Percy stood, pushing himself up from the hay. He came over to her and took her hands in his own. He wanted to tell her that she must choose her side, and that her choice must lie with him, for he did love her. He looked at her, and all he saw was the liquid beauty of her eyes and the shining, rosy moisture of her slightly parted lips.

He kissed her.

He held her fragile chin in his hand, and he kissed her. Her lips were parted and she offered him no protest, and he filled her mouth more fully with the taste and texture of his own, sweeping each sweet crevice with the seduction of his tongue. Her arms were around him too. Hesitantly, she returned the kiss. Her hands fell upon his shoulders; then she grew bolder, and her fingertips raked through his hair. She darted the pink tip of her tongue against his lips and over his teeth.

He swept his arms around her hard, and he brought her to the hay, still kissing her. And when they fell there his lips continued to know her, to seek, to devour, to savor, and taste. He stroked her throat with the brush of his fingers, and he kissed it. Her breasts, high, young, firm, beautiful, were pressed full against her bodice, and he buried his face within their shadowed seduction. He felt her tremble, and he rose above her and saw that her breath came fast and shallow, that her eyes, wide and dilated, were upon him with the cornflower color of a cloudless day, innocent, and beautiful...

And trusting.

His own hands trembled.

He set them against her bodice, pulling upon the ribbons there and the ties and the bindings. Her breasts spilled free to him, and his caress upon them was the most tender touch he had ever dealt. And then tenderness was lost because a passion unlike any he had ever known seized hold of him, and he meant to seduce her quickly, and with no mercy.

Tease him,
Henry had ordered her.
Flirt and cajole, and play the haughty minx, my dear, as you are so very fond of doing. Laugh and smile and bat your lashes, for the fool is falling in love with you. Talk to him, and bring me names and dates and places.

Talk to him...

Her brother's words left her mind as quickly as they had come, for Henry was the fool. Percy was different.

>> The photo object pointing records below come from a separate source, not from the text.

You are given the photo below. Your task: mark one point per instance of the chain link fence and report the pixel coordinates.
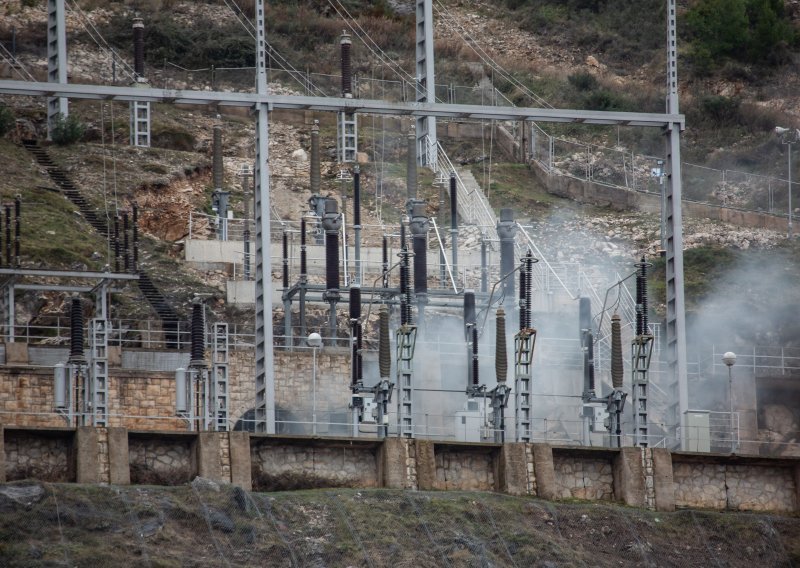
(205, 524)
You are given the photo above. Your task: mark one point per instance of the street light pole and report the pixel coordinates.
(729, 359)
(789, 136)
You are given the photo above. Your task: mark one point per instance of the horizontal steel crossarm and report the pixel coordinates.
(338, 104)
(69, 274)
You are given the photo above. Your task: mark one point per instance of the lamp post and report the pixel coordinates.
(729, 359)
(789, 136)
(315, 342)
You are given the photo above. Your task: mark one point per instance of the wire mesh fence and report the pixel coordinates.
(206, 524)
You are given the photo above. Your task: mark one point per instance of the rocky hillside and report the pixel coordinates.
(210, 525)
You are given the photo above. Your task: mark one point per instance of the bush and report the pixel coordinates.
(7, 120)
(67, 130)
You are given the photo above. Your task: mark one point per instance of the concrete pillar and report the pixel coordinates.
(629, 477)
(241, 473)
(796, 481)
(208, 453)
(512, 471)
(118, 458)
(545, 471)
(2, 455)
(395, 456)
(426, 465)
(662, 480)
(87, 455)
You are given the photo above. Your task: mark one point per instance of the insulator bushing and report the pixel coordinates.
(411, 166)
(506, 231)
(453, 203)
(315, 160)
(138, 47)
(405, 288)
(475, 362)
(303, 251)
(642, 318)
(347, 65)
(331, 223)
(617, 368)
(76, 351)
(198, 337)
(384, 347)
(469, 307)
(355, 303)
(501, 356)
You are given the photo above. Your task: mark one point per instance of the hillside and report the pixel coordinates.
(599, 54)
(210, 525)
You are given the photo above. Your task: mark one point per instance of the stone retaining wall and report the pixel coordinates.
(290, 466)
(464, 469)
(161, 460)
(583, 478)
(738, 487)
(41, 455)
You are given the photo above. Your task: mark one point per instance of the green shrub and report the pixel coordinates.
(754, 31)
(67, 130)
(7, 120)
(583, 81)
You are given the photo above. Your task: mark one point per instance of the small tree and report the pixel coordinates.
(7, 120)
(67, 130)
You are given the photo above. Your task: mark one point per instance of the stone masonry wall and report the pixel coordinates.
(137, 400)
(297, 466)
(742, 487)
(161, 461)
(583, 478)
(464, 470)
(43, 457)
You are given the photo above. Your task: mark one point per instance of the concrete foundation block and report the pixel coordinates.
(426, 465)
(629, 484)
(208, 456)
(393, 463)
(241, 471)
(513, 469)
(662, 480)
(87, 455)
(16, 353)
(545, 471)
(119, 472)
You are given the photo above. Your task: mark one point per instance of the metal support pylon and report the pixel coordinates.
(56, 61)
(98, 370)
(524, 343)
(406, 340)
(426, 86)
(219, 376)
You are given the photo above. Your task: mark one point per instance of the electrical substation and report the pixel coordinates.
(449, 325)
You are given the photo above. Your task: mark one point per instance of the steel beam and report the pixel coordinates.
(56, 61)
(676, 316)
(265, 368)
(426, 85)
(338, 104)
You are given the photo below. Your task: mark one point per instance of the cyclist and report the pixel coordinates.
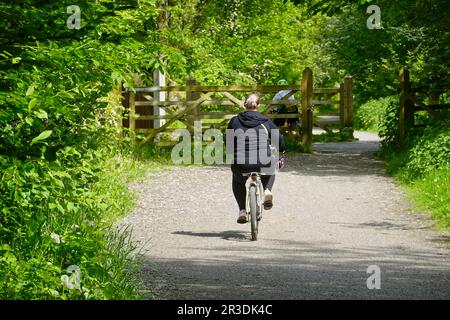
(249, 135)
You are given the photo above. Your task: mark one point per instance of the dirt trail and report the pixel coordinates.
(335, 213)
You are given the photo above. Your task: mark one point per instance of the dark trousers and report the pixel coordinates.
(239, 190)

And she was the fool, for she was falling in love with him. She could not flirt; she could not cajole. Henry did not understand; this was no boy, but a man. She could do nothing but follow his lead, and where he led, she ached to go.

She moistened her lips, staring up at him. She had to stop this now. “Percy!” Her voice was breathless. “No! We mustn't—”

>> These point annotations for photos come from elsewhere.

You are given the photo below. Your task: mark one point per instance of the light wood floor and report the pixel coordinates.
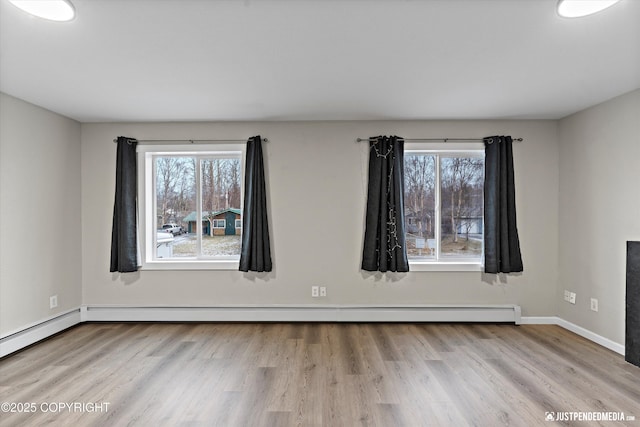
(317, 375)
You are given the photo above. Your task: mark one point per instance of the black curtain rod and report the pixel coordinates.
(191, 141)
(442, 139)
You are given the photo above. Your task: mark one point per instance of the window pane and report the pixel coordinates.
(221, 198)
(175, 200)
(419, 205)
(462, 206)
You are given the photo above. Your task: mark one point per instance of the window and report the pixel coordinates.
(199, 190)
(443, 204)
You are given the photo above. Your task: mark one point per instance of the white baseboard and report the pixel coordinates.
(36, 332)
(33, 333)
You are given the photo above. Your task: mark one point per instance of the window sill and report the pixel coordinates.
(445, 266)
(233, 265)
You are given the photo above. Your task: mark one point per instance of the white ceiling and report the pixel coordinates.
(176, 60)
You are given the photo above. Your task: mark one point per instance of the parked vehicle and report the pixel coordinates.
(174, 229)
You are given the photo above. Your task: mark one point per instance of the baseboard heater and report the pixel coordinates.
(313, 313)
(17, 340)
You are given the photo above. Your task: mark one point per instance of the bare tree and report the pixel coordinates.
(174, 183)
(461, 177)
(419, 177)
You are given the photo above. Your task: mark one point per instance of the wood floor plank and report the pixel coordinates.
(317, 374)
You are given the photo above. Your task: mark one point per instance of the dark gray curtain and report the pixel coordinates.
(124, 238)
(255, 254)
(501, 243)
(384, 243)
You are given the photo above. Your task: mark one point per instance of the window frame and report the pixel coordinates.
(215, 223)
(464, 149)
(146, 204)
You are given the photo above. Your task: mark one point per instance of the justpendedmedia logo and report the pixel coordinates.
(588, 416)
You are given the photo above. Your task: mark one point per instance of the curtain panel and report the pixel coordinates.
(384, 246)
(124, 233)
(501, 242)
(255, 253)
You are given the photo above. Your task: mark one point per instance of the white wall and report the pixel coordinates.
(316, 176)
(599, 210)
(39, 213)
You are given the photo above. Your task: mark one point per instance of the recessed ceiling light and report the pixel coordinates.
(578, 8)
(53, 10)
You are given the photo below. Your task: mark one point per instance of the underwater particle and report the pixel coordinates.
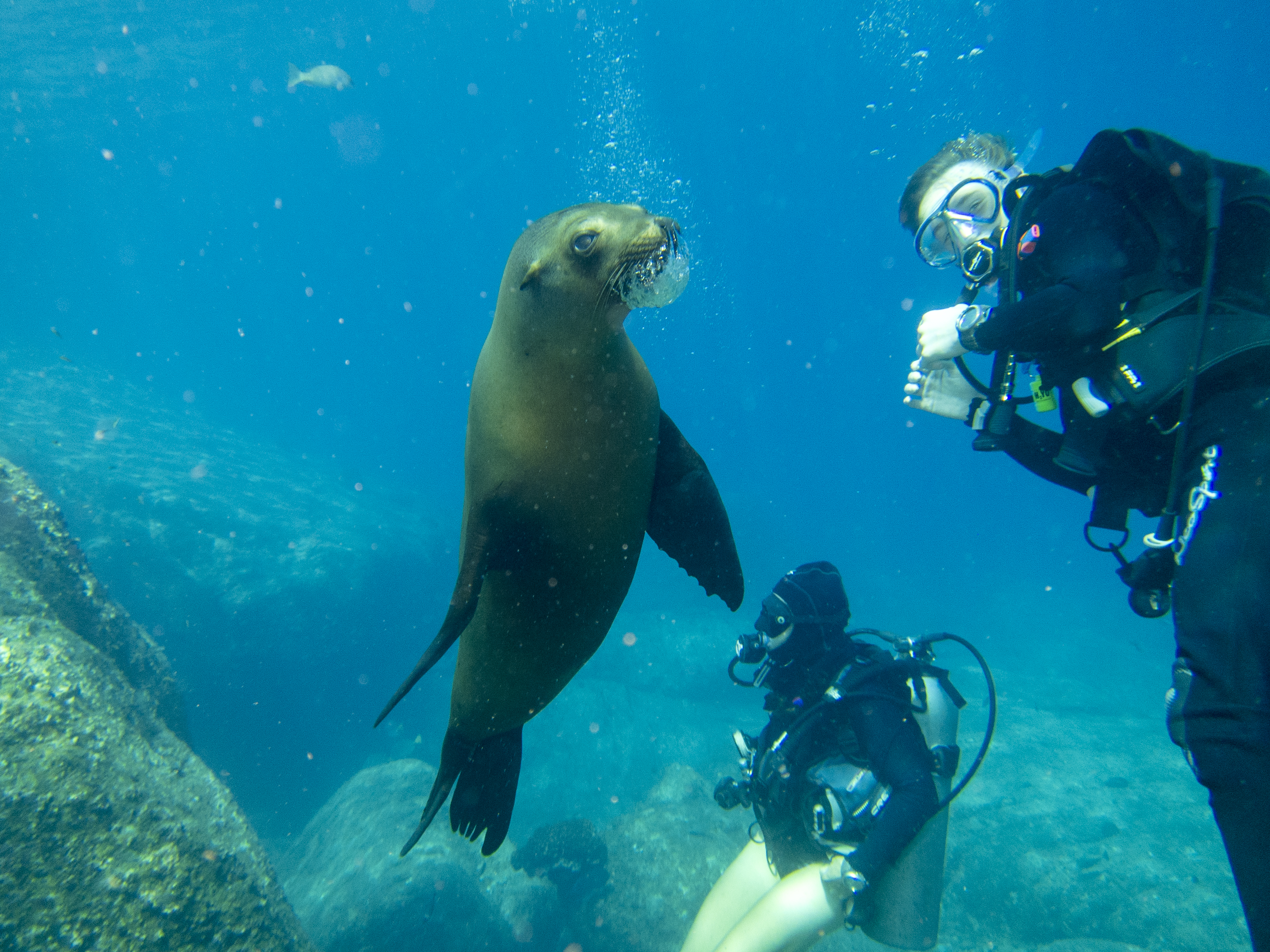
(326, 77)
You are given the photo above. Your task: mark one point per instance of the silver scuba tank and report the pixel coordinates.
(907, 907)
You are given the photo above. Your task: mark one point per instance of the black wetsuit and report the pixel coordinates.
(1070, 285)
(872, 725)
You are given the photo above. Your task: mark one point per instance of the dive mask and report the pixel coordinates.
(752, 646)
(966, 228)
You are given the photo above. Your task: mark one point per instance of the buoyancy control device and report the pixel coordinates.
(842, 799)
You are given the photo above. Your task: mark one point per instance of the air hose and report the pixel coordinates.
(920, 648)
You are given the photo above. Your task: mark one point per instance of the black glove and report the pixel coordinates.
(729, 794)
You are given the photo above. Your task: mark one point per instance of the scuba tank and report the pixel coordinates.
(907, 906)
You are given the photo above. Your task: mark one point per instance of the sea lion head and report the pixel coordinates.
(599, 261)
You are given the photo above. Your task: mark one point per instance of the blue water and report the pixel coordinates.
(314, 275)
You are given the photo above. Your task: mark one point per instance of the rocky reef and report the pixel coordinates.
(46, 574)
(1058, 846)
(356, 894)
(113, 835)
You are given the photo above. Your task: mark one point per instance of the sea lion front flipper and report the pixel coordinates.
(688, 519)
(463, 606)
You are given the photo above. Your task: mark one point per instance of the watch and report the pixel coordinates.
(968, 323)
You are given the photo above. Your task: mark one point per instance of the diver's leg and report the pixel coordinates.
(742, 885)
(1222, 598)
(793, 916)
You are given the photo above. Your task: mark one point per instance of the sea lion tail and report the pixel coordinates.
(487, 776)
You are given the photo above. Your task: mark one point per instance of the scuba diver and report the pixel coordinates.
(1139, 285)
(840, 780)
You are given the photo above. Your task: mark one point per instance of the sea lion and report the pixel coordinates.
(569, 461)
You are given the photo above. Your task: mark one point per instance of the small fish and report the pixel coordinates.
(326, 77)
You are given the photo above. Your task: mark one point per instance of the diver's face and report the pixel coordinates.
(972, 211)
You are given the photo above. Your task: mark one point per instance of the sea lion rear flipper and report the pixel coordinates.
(487, 790)
(487, 775)
(463, 606)
(688, 519)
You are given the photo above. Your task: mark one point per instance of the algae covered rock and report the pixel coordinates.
(663, 858)
(43, 573)
(356, 894)
(113, 835)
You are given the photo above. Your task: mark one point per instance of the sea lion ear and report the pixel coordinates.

“Why did you come?” he demanded harshly, his eyes nearly black.

“Because—”

“Why?” The single word was snapped so abruptly she felt as if she had been physically struck.

“Not for this—”

“So you do play the tart, the tease, the whore—”

She slapped him with all her strength. Startled, he brought his hand to his face. Katrina shoved against him, struggling from beneath him. “Don't you ever—”

“No!” She was upon her knees. He caught her wrists. He dragged her back to him, holding her close. “Damn you, Katrina Seymour! It is over, haven't you understood? If you come to me as a woman, then so help me, I will have you as one!”